Add CLAIM parameter to XREADGROUP for automatic pending entry claiming by sggeorgiev · Pull Request #14402 · redis/redis

sggeorgiev · 2025-10-01T11:28:03Z

Overview

This PR enhances Redis Streams consumer groups by adding an optional CLAIM parameter to the XREADGROUP command, enabling automatic claiming of idle pending entries alongside normal message consumption in a single operation.

Problem Statement

Current Redis Streams consumer group implementations require developers to manually orchestrate multiple commands to handle both pending and new entries:

XPENDING to discover idle pending entries
XCLAIM/XAUTOCLAIM to claim idle entries
XREADGROUP to consume new entries

This multi-command approach creates:

Performance overhead from multiple round trips to Redis
Implementation complexity, particularly when working with multiple streams
Code duplication across consumer implementations

Solution

Extends XREADGROUP with a new optional CLAIM parameter:
XREADGROUP GROUP group consumer [COUNT count] [BLOCK milliseconds] [NOACK] [CLAIM min-idle-time] STREAMS key [key ...] id [id ...]

When CLAIM min-idle-time is specified, the command operates in two phases:

Claim Phase: Automatically claims pending entries idle for ≥ min-idle-time milliseconds
Read Phase: Processes new entries if the COUNT limit hasn't been reached

Response Format Changes

When the CLAIM option is used, the response format is extended to include delivery metadata for each entry:
Standard XREADGROUP response (without CLAIM):

127.0.0.1:6379> XREADGROUP GROUP mygroup consumer1 STREAMS mystream >
1) 1) "mystream"
   2) 1) 1) "1609459200000-0"
         2) 1) "field1"
            2) "value1"

XREADGROUP response with CLAIM:

127.0.0.1:6379> XREADGROUP GROUP mygroup consumer1 CLAIM 30000 STREAMS mystream >
1) 1) "mystream"
   2) 1) 1) "1609459200000-0"
         2) 1) "field1"
            2) "value1"
         3) 15000
         4) 3

Response structure with CLAIM:

Field 1: Stream entry ID (unchanged)
Field 2: Field-value pairs (unchanged)
Field 3: Idle time in milliseconds - the number of milliseconds elapsed since this entry was last delivered to a consumer
Field 4: Delivery count - the number of times this entry has been delivered:
- 0 for new messages that haven't been delivered before
- 1+ for claimed messages (previously unacknowledged entries)

Purpose of the new fields:
These fields enable intelligent client-side processing decisions:

Idle time enables time-based escalation strategies, detection of stuck messages, and priority processing for critically delayed work
Delivery count enables retry limits, dead-letter queue logic, poison message detection, and alternative processing strategies based on failure history

Together, these fields provide the visibility needed to build robust, self-healing consumer systems without requiring additional XPENDING queries.

Note: If the ID parameter is not >, the command returns entries that are pending for the consumer, and the CLAIM option is ignored.

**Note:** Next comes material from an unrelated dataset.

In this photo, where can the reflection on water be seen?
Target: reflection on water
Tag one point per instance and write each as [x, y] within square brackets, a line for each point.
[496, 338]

In this case, the response follows the standard format without the additional delivery metadata fields.

Key Benefits

Reduced Complexity: Eliminates manual PEL management and multi-command orchestration
Improved Performance: Reduces round trips by 50-70% for workloads processing both pending and new entries
Backward Compatibility: Fully optional parameter with zero breaking changes to existing behavior
Multi-Stream Support: Works seamlessly across multiple streams in a single command
Flexible Consumer Patterns: Enables mixed consumer types within the same group:
- Consumers without CLAIM that only handle new messages
- Consumers with CLAIM that process both pending and new entries

Impact on Existing Commands

The XCLAIM and XAUTOCLAIM commands may potentially benefit from the new pel_by_time index for improved performance, such optimizations require further investigation and testing. Enhancements to XCLAIM and XAUTOCLAIM are postponed for future work.

Performance Benchmarks

Latency Performance

Comprehensive performance testing demonstrates significant improvements over the traditional XAUTOCLAIM approach:
Test Methodology
Two identical test scenarios were executed to compare XAUTOCLAIM against XREADGROUP with CLAIM:
Test Setup:

Insert 20,000 messages into a stream
Read all messages with XREADGROUP to populate the pending entries list (PEL)
Set IDLE time to 1100ms on 1,000 randomly selected pending messages using XCLAIM
Set IDLE time to 50ms on all remaining 19,000 pending messages using XCLAIM
Execute the target command with min-idle-time=1000ms and COUNT=1000 to claim the eligible messages
Repeat steps 3-5 for 1,000 iterations

Test 1 - XAUTOCLAIM (Traditional Approach):

XAUTOCLAIM Performance:
  Average:    54.671ms
  Median:     53.582ms
  Min:        3.738ms
  Max:        71.596ms
  P95:        62.536ms
  P99:        68.800ms

Test 2 - XREADGROUP with CLAIM (New Approach):

XREADGROUP CLAIM Performance:
  Average:    2.426ms
  Median:     2.571ms
  Min:        1.287ms
  Max:        4.653ms
  P95:        3.370ms
  P99:        4.212ms

Performance Analysis
The new XREADGROUP CLAIM implementation delivers 22.5x faster average performance compared to XAUTOCLAIM:

Average latency reduction: 95.6% (54.671ms → 2.426ms)
Median latency reduction: 95.2% (53.582ms → 2.571ms)
P95 latency reduction: 94.6% (62.536ms → 3.370ms)
P99 latency reduction: 93.9% (68.800ms → 4.212ms)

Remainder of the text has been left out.